The will to establish new crown colonies was insistent even before the
old ones mere lost. The Parliament debated the site as early as 1779.
Only 18 years after Captain James Cook had landed in Botany Bay, Captain
Arthur Philip arrived in Sydney Cove to begin the first settlement.
In many ways, America and Australia have had corresponding histories of
exploration, colonization, immigration, and growth. Both began with
settlements on the fringes of huge continents, gradually pushing inward
to cultivate a wilderness interior. And both developed a frontier ethos
As the convicts earned their freedom, they went into the outback and
staked claims on land. These men, known as Squatters, raised sheep or
cattle, depending on the type of land they found for themselves.
Other convicts however reverted to their criminal ways and became
outlaws, raiding the towns and stealing from the squatters. The early
part of Australian history is filled with the tales of the settlers.
These bushrangers often became folk-heroes in the tradition of Robin
Hood and Dick Turpin in England, and Jesse James in the United States.
Many poems and songs were written about them and at one time it was a
criminal offence to sing or recite these ballads which glorified crime.
Nonetheless, every Australian today knows the stories of the famous
bushrangers. These ballads and songs started the tradition of Australian
“yarn” and its heroes, Dad’s Dave among them.
The hard rough life in the outback was no place for women. The Squatters
searched the towns for wives to take to their stations. It wasn’t very
pleasant prospect for a new bride, but some girls were lucky enough to
undertake the adventure. The image of a typical Australian was a tall,
thin and blond man who was called a “Cornstalk”, sometimes wearing a
cabbage tree hat.
Australians celebrated their bicentennial beginning Jan. 26, 1988 and
continuing all next year. On that date in 1788, 11 ships arrived from
Britain, and 1.030 settlers, including 776 convicts, began their new
life in waterfront section of Sydney called “the Rocks”.
Australia’s Ties With Great Britain And The USA
Initially, Britain and the Commonwealth countries were the central
elements of Australia’s foreign policy and activity.

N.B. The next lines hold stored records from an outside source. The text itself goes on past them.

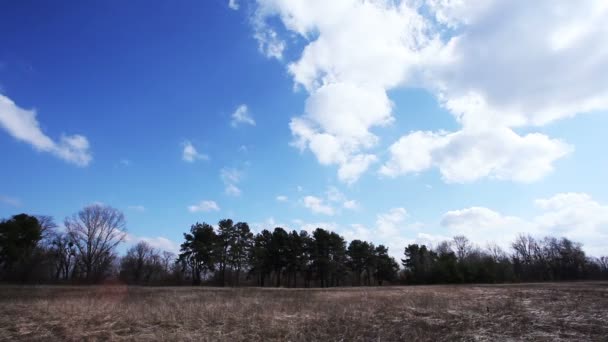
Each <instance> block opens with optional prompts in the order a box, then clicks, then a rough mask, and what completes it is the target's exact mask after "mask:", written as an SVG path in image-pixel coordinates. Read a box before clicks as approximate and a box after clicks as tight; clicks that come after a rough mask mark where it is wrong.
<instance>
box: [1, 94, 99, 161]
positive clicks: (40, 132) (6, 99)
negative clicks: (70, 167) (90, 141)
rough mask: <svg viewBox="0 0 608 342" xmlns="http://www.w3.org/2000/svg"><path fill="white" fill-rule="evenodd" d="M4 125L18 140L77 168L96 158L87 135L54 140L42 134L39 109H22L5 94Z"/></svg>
mask: <svg viewBox="0 0 608 342" xmlns="http://www.w3.org/2000/svg"><path fill="white" fill-rule="evenodd" d="M0 126H2V127H3V128H4V129H5V130H6V131H7V132H8V133H9V134H10V135H12V136H13V137H14V138H15V139H17V140H21V141H24V142H26V143H28V144H30V145H32V146H33V147H34V148H35V149H36V150H38V151H44V152H50V153H52V154H54V155H56V156H58V157H59V158H61V159H63V160H65V161H67V162H69V163H72V164H75V165H77V166H87V165H89V163H90V162H91V160H92V159H93V157H92V156H91V152H90V150H89V141H88V140H87V138H86V137H85V136H82V135H79V134H75V135H63V134H62V135H61V136H60V137H59V141H53V139H51V138H49V137H48V136H47V135H46V134H44V132H42V129H41V128H40V124H39V122H38V120H37V118H36V111H35V110H26V109H22V108H20V107H18V106H17V105H16V104H15V103H14V102H13V101H12V100H11V99H9V98H8V97H6V96H4V95H1V94H0Z"/></svg>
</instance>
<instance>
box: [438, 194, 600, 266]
mask: <svg viewBox="0 0 608 342" xmlns="http://www.w3.org/2000/svg"><path fill="white" fill-rule="evenodd" d="M534 204H535V206H536V208H537V209H538V212H537V213H536V214H535V215H534V216H533V217H532V218H531V219H525V218H520V217H516V216H507V215H503V214H501V213H499V212H497V211H494V210H492V209H489V208H485V207H470V208H465V209H460V210H452V211H448V212H447V213H445V214H444V215H443V217H442V219H441V225H442V226H443V227H445V228H448V229H449V231H450V232H451V233H453V234H454V235H456V234H464V235H466V236H467V237H469V238H470V239H471V240H473V241H475V242H477V243H480V244H485V243H486V242H496V243H498V244H499V245H501V246H502V247H504V248H509V247H510V243H511V242H512V241H513V240H514V239H515V237H516V236H517V235H518V234H520V233H525V234H531V235H533V236H537V237H543V236H546V235H551V236H565V237H567V238H570V239H572V240H574V241H579V242H582V243H583V245H584V247H585V250H586V251H587V252H589V253H590V254H592V255H595V256H598V255H600V254H602V253H605V251H606V250H605V246H606V244H607V243H608V205H603V204H600V203H598V202H597V201H595V200H594V199H593V198H592V197H591V196H590V195H588V194H585V193H559V194H556V195H553V196H551V197H549V198H541V199H537V200H535V201H534Z"/></svg>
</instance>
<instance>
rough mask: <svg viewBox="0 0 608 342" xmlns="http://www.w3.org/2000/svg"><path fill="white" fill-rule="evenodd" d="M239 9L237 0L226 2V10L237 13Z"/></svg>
mask: <svg viewBox="0 0 608 342" xmlns="http://www.w3.org/2000/svg"><path fill="white" fill-rule="evenodd" d="M239 7H240V6H239V3H238V1H237V0H228V8H230V9H231V10H235V11H238V9H239Z"/></svg>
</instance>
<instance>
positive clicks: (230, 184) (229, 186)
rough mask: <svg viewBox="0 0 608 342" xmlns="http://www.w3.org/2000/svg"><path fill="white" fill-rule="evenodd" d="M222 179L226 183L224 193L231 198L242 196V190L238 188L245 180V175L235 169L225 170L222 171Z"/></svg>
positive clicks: (221, 169)
mask: <svg viewBox="0 0 608 342" xmlns="http://www.w3.org/2000/svg"><path fill="white" fill-rule="evenodd" d="M220 178H221V180H222V182H223V183H224V186H225V189H224V192H225V193H226V194H227V195H229V196H240V195H241V189H239V187H238V186H237V184H239V183H240V182H241V180H242V179H243V173H242V172H241V171H239V170H237V169H234V168H223V169H221V170H220Z"/></svg>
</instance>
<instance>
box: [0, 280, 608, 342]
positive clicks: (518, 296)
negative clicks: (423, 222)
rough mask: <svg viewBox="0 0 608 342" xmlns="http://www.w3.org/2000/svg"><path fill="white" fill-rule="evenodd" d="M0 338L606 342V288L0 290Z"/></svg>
mask: <svg viewBox="0 0 608 342" xmlns="http://www.w3.org/2000/svg"><path fill="white" fill-rule="evenodd" d="M0 340H3V341H15V340H27V341H82V340H92V341H95V340H98V341H99V340H116V341H121V340H138V341H139V340H141V341H156V340H159V341H427V340H428V341H454V340H465V341H521V340H529V341H608V283H600V282H596V283H559V284H555V283H553V284H525V285H487V286H484V285H479V286H475V285H468V286H466V285H463V286H410V287H372V288H336V289H258V288H239V289H230V288H226V289H219V288H201V287H198V288H192V287H168V288H167V287H165V288H153V287H147V288H146V287H126V286H118V285H111V286H110V285H109V286H95V287H69V286H65V287H64V286H40V287H36V286H1V287H0Z"/></svg>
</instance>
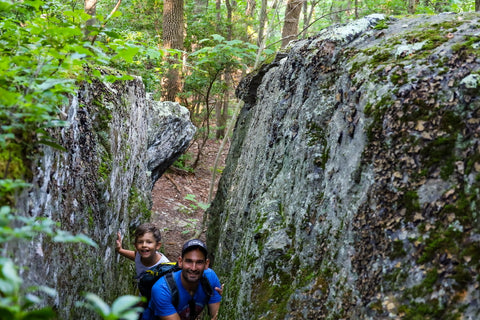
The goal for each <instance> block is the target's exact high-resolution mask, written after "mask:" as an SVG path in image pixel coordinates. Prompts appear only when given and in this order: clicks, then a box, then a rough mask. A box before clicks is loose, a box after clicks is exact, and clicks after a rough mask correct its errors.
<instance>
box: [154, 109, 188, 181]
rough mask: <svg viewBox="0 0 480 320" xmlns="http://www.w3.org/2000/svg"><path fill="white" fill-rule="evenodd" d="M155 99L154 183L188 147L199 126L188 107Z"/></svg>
mask: <svg viewBox="0 0 480 320" xmlns="http://www.w3.org/2000/svg"><path fill="white" fill-rule="evenodd" d="M151 103H152V119H151V125H150V127H149V130H148V131H149V136H148V150H147V156H148V170H150V171H151V173H152V187H153V185H154V184H155V181H157V180H158V179H159V178H160V177H161V176H162V174H163V173H164V172H165V170H167V168H168V167H169V166H170V165H172V164H173V163H174V162H175V160H177V159H178V157H179V156H180V155H182V154H183V153H184V152H185V151H186V150H187V148H188V146H189V145H190V141H192V139H193V136H194V135H195V131H196V128H195V126H194V125H193V123H192V122H191V121H190V113H189V111H188V109H187V108H185V107H182V106H181V105H180V104H178V103H176V102H171V101H165V102H159V101H151Z"/></svg>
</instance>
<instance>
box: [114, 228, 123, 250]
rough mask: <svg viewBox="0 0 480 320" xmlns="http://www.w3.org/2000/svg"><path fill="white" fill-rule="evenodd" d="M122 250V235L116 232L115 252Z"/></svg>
mask: <svg viewBox="0 0 480 320" xmlns="http://www.w3.org/2000/svg"><path fill="white" fill-rule="evenodd" d="M120 250H122V235H121V234H120V231H118V232H117V241H116V243H115V251H117V252H119V251H120Z"/></svg>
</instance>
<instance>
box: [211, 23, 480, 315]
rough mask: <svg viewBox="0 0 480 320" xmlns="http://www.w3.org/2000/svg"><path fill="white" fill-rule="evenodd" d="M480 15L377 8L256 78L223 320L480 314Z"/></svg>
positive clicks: (227, 239) (222, 248)
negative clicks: (479, 52) (475, 83)
mask: <svg viewBox="0 0 480 320" xmlns="http://www.w3.org/2000/svg"><path fill="white" fill-rule="evenodd" d="M479 23H480V20H479V16H478V15H477V14H463V15H455V14H444V15H438V16H415V17H411V18H404V19H400V20H398V19H393V18H386V17H384V16H381V15H374V16H369V17H366V18H363V19H360V20H358V21H355V22H352V23H350V24H347V25H342V26H333V27H331V28H328V29H326V30H322V31H321V32H320V33H319V34H318V35H317V36H315V37H312V38H309V39H305V40H300V41H297V42H294V43H293V44H291V46H290V48H289V49H288V50H286V52H283V53H282V54H279V55H277V59H275V61H273V62H272V63H270V64H268V65H265V66H263V67H261V68H260V69H259V70H257V71H256V72H254V73H252V74H250V75H248V76H247V77H246V78H245V79H244V80H243V81H242V83H241V84H240V85H239V87H238V89H237V95H238V96H239V97H240V98H241V99H242V100H243V101H244V102H245V106H244V107H243V109H242V110H241V112H240V115H239V118H238V121H237V123H236V128H235V132H234V137H233V139H232V144H231V148H230V153H229V155H228V158H227V164H226V167H225V169H224V171H223V176H222V178H221V181H220V184H219V189H218V192H217V195H216V198H215V200H214V202H213V204H212V206H211V207H210V209H209V211H208V214H209V228H208V235H207V238H208V245H209V247H210V250H211V251H212V258H213V259H214V265H213V268H214V269H215V270H216V271H217V273H218V274H219V275H220V277H221V280H222V282H225V288H226V289H225V293H224V301H223V302H222V307H221V310H220V317H219V318H220V319H228V320H232V319H400V318H405V319H424V318H431V319H454V318H463V319H477V318H479V317H480V296H479V295H480V293H479V292H480V291H479V290H478V277H479V267H480V265H479V261H480V244H479V242H478V241H479V239H480V230H479V229H480V224H479V220H478V219H479V216H478V213H479V212H480V196H479V194H480V192H479V191H480V175H479V172H480V147H479V146H480V141H479V140H480V94H479V93H480V92H479V91H478V89H477V86H476V85H475V81H476V78H477V75H478V74H479V71H480V61H479V52H480V51H479V47H480V32H479V29H478V26H479Z"/></svg>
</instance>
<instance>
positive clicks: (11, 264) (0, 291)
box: [0, 206, 97, 320]
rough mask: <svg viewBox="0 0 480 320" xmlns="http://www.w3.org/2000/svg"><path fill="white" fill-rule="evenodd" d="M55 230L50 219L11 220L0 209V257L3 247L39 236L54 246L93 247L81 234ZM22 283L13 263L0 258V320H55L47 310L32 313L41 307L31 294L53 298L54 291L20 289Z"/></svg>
mask: <svg viewBox="0 0 480 320" xmlns="http://www.w3.org/2000/svg"><path fill="white" fill-rule="evenodd" d="M57 228H58V224H57V223H55V222H53V221H52V220H50V219H47V218H33V217H22V216H15V215H13V213H12V212H11V208H10V207H9V206H3V207H1V208H0V256H7V254H6V249H5V246H4V245H3V244H4V243H7V242H10V241H13V240H15V241H26V240H31V239H34V238H36V237H38V236H39V235H40V234H44V235H47V236H49V237H50V238H51V239H52V241H54V242H62V243H65V242H71V243H85V244H88V245H90V246H93V247H97V244H96V243H95V242H93V241H92V240H91V239H90V238H88V237H86V236H85V235H83V234H79V235H76V236H75V235H72V234H70V233H69V232H66V231H63V230H58V229H57ZM22 283H23V280H22V279H21V278H20V277H19V275H18V271H17V267H16V266H15V264H14V263H13V261H12V260H11V259H9V258H3V257H2V258H0V320H4V319H5V320H7V319H8V320H15V319H19V320H20V319H55V318H56V315H55V313H54V312H53V310H52V309H51V308H50V307H44V308H36V309H35V307H36V306H37V305H39V304H41V303H42V299H41V298H40V297H39V296H37V295H36V294H35V292H41V293H43V294H47V295H49V296H52V297H53V296H55V294H56V292H55V290H53V289H51V288H48V287H44V286H40V287H31V288H26V289H24V288H22Z"/></svg>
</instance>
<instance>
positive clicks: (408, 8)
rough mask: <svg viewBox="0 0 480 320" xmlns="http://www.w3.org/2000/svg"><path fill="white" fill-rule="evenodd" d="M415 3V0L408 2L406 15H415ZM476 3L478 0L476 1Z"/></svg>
mask: <svg viewBox="0 0 480 320" xmlns="http://www.w3.org/2000/svg"><path fill="white" fill-rule="evenodd" d="M415 1H416V0H408V8H407V11H408V13H410V14H414V13H415ZM476 1H478V0H476Z"/></svg>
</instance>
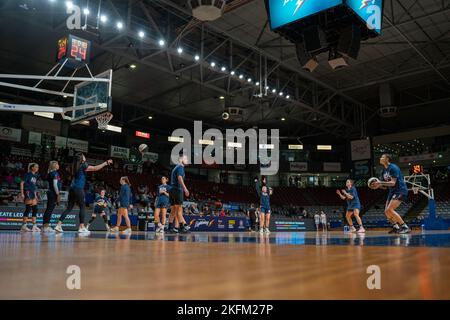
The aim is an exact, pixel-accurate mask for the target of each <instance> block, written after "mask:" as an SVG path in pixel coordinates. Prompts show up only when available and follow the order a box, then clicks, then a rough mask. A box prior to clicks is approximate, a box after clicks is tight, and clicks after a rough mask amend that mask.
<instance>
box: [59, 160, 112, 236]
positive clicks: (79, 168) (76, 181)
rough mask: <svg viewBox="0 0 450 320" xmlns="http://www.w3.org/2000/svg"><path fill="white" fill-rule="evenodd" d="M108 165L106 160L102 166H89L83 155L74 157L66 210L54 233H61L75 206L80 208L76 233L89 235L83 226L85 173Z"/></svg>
mask: <svg viewBox="0 0 450 320" xmlns="http://www.w3.org/2000/svg"><path fill="white" fill-rule="evenodd" d="M110 164H112V160H107V161H105V162H103V163H102V164H99V165H96V166H91V165H89V164H88V163H87V162H86V157H85V156H84V154H83V153H79V154H77V155H76V156H75V159H74V162H73V164H72V174H73V176H74V177H73V180H72V184H71V186H70V190H69V203H68V205H67V208H66V210H64V212H63V213H62V214H61V217H60V218H59V221H58V223H57V225H56V227H55V231H57V232H63V229H62V223H63V221H64V219H65V218H66V216H67V215H68V214H69V213H70V211H72V209H73V207H74V206H75V204H77V205H78V207H79V208H80V211H79V219H80V226H79V228H78V232H79V233H89V230H88V229H86V227H85V226H84V218H85V210H86V203H85V196H84V186H85V184H86V173H87V172H91V171H99V170H101V169H103V168H104V167H106V166H108V165H110Z"/></svg>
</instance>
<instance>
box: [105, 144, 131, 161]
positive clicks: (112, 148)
mask: <svg viewBox="0 0 450 320" xmlns="http://www.w3.org/2000/svg"><path fill="white" fill-rule="evenodd" d="M109 155H110V156H111V157H113V158H121V159H128V158H129V157H130V149H129V148H123V147H118V146H110V149H109Z"/></svg>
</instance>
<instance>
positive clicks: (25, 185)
mask: <svg viewBox="0 0 450 320" xmlns="http://www.w3.org/2000/svg"><path fill="white" fill-rule="evenodd" d="M37 179H38V175H37V174H35V173H31V172H27V173H25V177H24V179H23V191H24V192H25V196H26V197H27V198H31V199H34V197H35V194H36V191H37V186H36V183H37Z"/></svg>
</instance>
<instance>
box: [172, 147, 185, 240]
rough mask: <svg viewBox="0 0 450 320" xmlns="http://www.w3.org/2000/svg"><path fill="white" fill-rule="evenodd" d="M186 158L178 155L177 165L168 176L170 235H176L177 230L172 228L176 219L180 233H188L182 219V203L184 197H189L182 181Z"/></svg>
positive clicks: (183, 200)
mask: <svg viewBox="0 0 450 320" xmlns="http://www.w3.org/2000/svg"><path fill="white" fill-rule="evenodd" d="M187 163H188V158H187V156H186V155H180V156H179V158H178V164H177V165H176V166H175V168H173V170H172V173H171V175H170V192H169V195H170V197H169V200H170V205H171V208H170V215H169V231H170V232H171V233H178V229H176V228H175V227H174V222H175V220H176V219H178V223H179V224H180V232H182V233H187V232H189V226H188V225H187V224H186V220H184V217H183V201H184V196H186V197H189V190H188V189H187V187H186V185H185V183H184V179H185V173H184V166H185V165H187Z"/></svg>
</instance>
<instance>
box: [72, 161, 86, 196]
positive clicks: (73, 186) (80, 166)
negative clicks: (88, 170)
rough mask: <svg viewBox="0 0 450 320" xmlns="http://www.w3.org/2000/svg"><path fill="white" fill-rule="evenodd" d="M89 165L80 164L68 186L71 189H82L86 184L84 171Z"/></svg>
mask: <svg viewBox="0 0 450 320" xmlns="http://www.w3.org/2000/svg"><path fill="white" fill-rule="evenodd" d="M88 166H89V165H88V164H87V163H86V162H84V163H82V164H81V166H80V168H79V169H78V171H77V172H76V173H75V177H74V179H73V181H72V184H71V185H70V188H72V189H81V190H83V189H84V185H85V184H86V169H87V167H88Z"/></svg>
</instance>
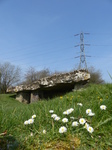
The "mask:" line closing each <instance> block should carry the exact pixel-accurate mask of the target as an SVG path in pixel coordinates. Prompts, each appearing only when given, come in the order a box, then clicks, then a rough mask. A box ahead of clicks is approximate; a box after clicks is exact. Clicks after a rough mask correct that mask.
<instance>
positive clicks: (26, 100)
mask: <svg viewBox="0 0 112 150" xmlns="http://www.w3.org/2000/svg"><path fill="white" fill-rule="evenodd" d="M16 100H18V101H19V102H23V103H26V104H28V103H30V93H29V92H18V93H17V94H16Z"/></svg>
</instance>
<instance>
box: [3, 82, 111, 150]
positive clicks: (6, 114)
mask: <svg viewBox="0 0 112 150" xmlns="http://www.w3.org/2000/svg"><path fill="white" fill-rule="evenodd" d="M102 105H104V107H103V106H102ZM101 106H102V107H101ZM88 109H90V111H92V113H89V112H88V111H89V110H88ZM50 110H53V112H52V111H51V113H50V112H49V111H50ZM53 114H55V115H57V116H58V118H57V119H56V117H55V118H53V116H52V115H53ZM90 114H91V115H90ZM33 115H36V117H34V116H33ZM32 116H33V117H34V119H33V121H32V120H30V122H29V119H30V118H32ZM63 118H65V119H64V120H63ZM81 118H82V119H84V120H85V123H84V122H83V121H84V120H82V122H81ZM25 121H27V122H26V123H25ZM73 122H74V124H73ZM25 124H26V125H25ZM63 126H64V127H65V128H66V131H65V130H64V129H63V130H62V129H60V128H61V127H63ZM89 127H90V128H89ZM59 129H60V130H59ZM0 148H1V149H3V150H5V149H11V150H13V149H21V150H22V149H23V150H25V149H26V150H28V149H29V150H33V149H37V150H38V149H40V150H41V149H43V150H45V149H46V150H51V149H52V150H57V149H58V150H59V149H60V150H65V149H66V150H71V149H79V150H84V149H85V150H97V149H100V150H104V149H105V150H106V149H107V150H111V149H112V84H104V85H90V86H89V87H88V88H86V89H84V90H82V91H74V92H71V93H68V94H66V95H64V96H61V97H57V98H54V99H52V100H48V101H46V100H42V101H39V102H35V103H32V104H23V103H20V102H18V101H16V100H15V99H14V95H12V94H7V95H0Z"/></svg>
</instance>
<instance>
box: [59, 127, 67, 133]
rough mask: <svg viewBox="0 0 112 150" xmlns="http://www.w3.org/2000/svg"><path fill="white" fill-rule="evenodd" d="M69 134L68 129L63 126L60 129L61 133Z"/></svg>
mask: <svg viewBox="0 0 112 150" xmlns="http://www.w3.org/2000/svg"><path fill="white" fill-rule="evenodd" d="M64 132H67V128H66V127H64V126H62V127H61V128H59V133H64Z"/></svg>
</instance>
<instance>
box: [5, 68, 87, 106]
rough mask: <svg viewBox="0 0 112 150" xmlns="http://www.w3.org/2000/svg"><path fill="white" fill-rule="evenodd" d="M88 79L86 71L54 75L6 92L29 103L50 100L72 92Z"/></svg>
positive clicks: (9, 90) (84, 70)
mask: <svg viewBox="0 0 112 150" xmlns="http://www.w3.org/2000/svg"><path fill="white" fill-rule="evenodd" d="M89 79H90V74H89V72H88V71H87V70H75V71H72V72H69V73H61V74H54V75H52V76H49V77H45V78H42V79H40V80H37V81H35V82H33V83H32V84H29V85H19V86H16V87H14V88H9V89H7V92H16V99H17V100H19V101H20V102H24V103H31V102H35V101H38V100H40V99H41V98H51V97H53V96H56V95H59V94H60V95H61V94H63V93H66V92H69V91H72V90H73V89H74V88H77V87H80V86H82V85H83V84H85V83H87V82H88V81H89Z"/></svg>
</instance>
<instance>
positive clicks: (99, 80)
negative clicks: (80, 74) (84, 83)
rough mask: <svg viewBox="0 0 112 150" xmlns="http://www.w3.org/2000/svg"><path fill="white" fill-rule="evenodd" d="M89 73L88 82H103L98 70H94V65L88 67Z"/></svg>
mask: <svg viewBox="0 0 112 150" xmlns="http://www.w3.org/2000/svg"><path fill="white" fill-rule="evenodd" d="M88 71H89V73H90V76H91V77H90V83H96V84H101V83H104V80H103V79H102V74H101V72H100V70H96V69H95V68H94V67H90V68H89V69H88Z"/></svg>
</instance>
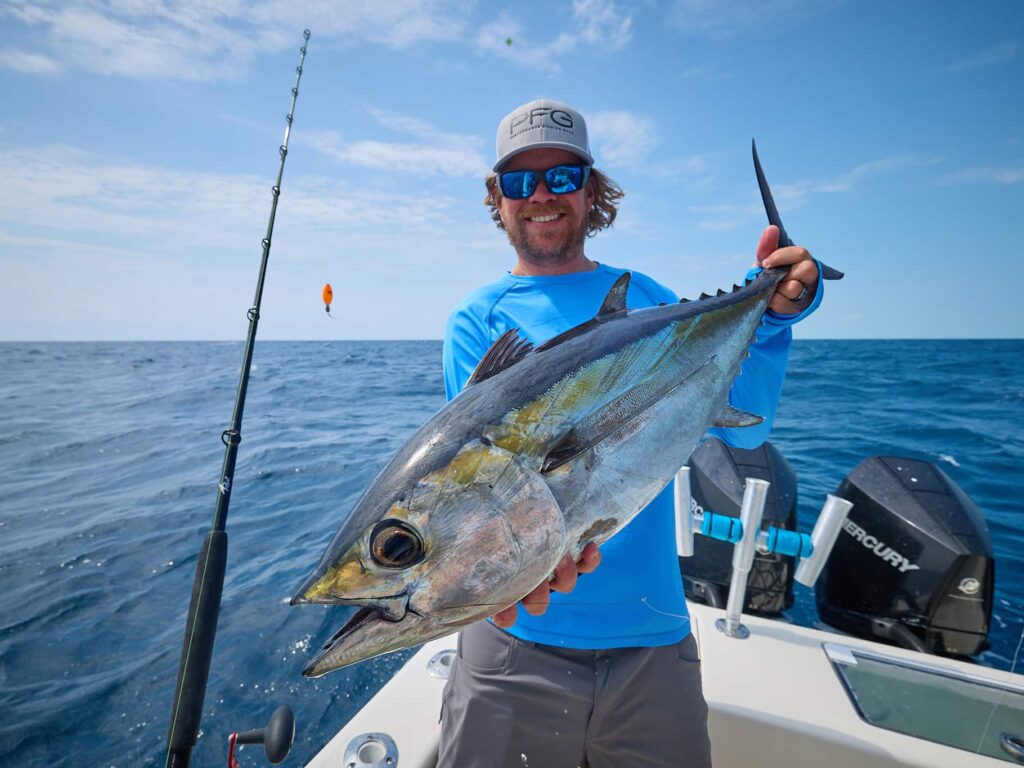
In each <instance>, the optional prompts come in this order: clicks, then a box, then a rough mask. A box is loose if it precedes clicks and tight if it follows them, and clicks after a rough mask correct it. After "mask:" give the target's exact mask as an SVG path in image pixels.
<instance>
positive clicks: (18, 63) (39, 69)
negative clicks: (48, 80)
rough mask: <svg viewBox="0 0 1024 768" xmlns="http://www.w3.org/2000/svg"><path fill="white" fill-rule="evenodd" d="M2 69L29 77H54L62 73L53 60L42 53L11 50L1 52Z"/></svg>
mask: <svg viewBox="0 0 1024 768" xmlns="http://www.w3.org/2000/svg"><path fill="white" fill-rule="evenodd" d="M0 67H4V68H6V69H8V70H14V71H15V72H24V73H25V74H27V75H53V74H55V73H57V72H59V71H60V67H59V65H57V62H56V61H54V60H53V59H52V58H48V57H47V56H44V55H42V54H40V53H29V52H28V51H23V50H9V49H8V50H3V51H0Z"/></svg>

Later, closer
relations were also developed with the USA, partly because of the vital
role it played in the Pacific during and after World War II.
Australia can seem quite British at times and somewhat American at
others. Political, legal, and educational institutions derive from
Britain. Each state capital is named after a colonial politician (Perth,
Brisbane, Sydney, Hobart, Melbourne) or British royal figure (Adelaide).
Dry and witheringly hot towns bear names from England’s green and
pleasant land. The representative of the England queen is the formal
head of the governmental structure. Only since 1984 has required that a
civil servant in Australia be an Australian – previously it was
sufficient to be British.
American influence comes in culture, technology, defense arrangements,
and business. Books from USA have made a major advance in Australian
intellectual circles since the 1960s. American ideas of management and
problem-solving are becoming more and more popular.
Significantly, Australian dollar was introduced in 1966.